This project provides an automated transcription tool designed to capture and process spoken content from lectures, meetings, and system audio in real time. The program uses Vosk, a premade offline speech-to-text engine. The program enables users to record, transcribe, and store spoken words into text files for later review.
Live Microphone Transcription: Captures spoken words from a microphone input and transcribes them in real time.
System Audio Transcription: Records and transcribes any sound output from a computer.
Automatic File Storage: Saves transcriptions into a structured format for easy access and review.

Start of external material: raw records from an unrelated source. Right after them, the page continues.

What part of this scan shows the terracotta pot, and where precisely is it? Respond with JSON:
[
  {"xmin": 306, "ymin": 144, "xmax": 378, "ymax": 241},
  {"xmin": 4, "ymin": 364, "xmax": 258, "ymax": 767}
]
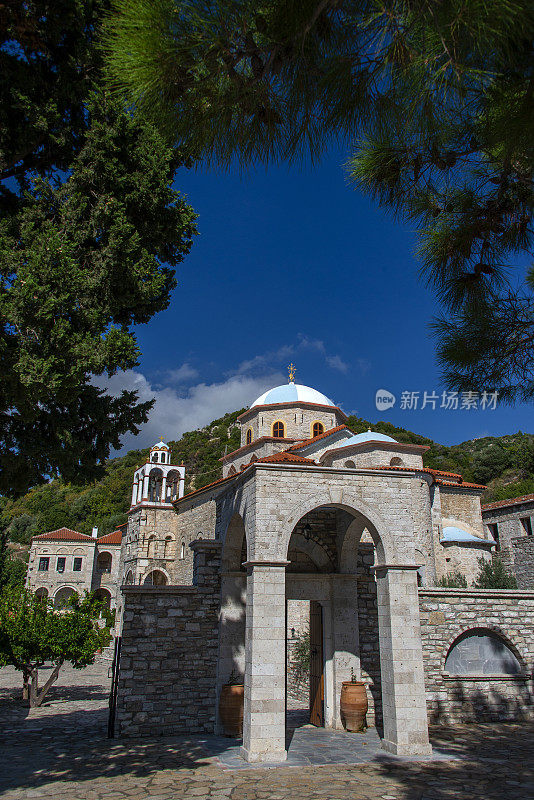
[
  {"xmin": 340, "ymin": 681, "xmax": 369, "ymax": 732},
  {"xmin": 219, "ymin": 683, "xmax": 245, "ymax": 736}
]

Customizable Microphone Selection: Allows users to test and select the appropriate audio input device.
The program uses pyaudio to manage audio streams, either pulling input from a microphone or a system output device.
Users select the desired microphone or speaker to pull audio from.
The scripts process audio in small chunks to acheive real-time transcription.
The program employs Vosk, an offline speech recognition model, to convert raw audio into structured text. (vosk-model-en-us-0.22-lgraph, 128MB)
Audio is processed in small chunks and text output is printed as soon as it is recognized.
Vosk’s recognition output is in JSON format, which is parsed to extract the final transcribed text.
All transcriptions are automatically saved to text files, making it easy to review lectures later.
Uploading these transcripts to language models like ChatGPT allows for quick summarization and creating of detailed lecture notes.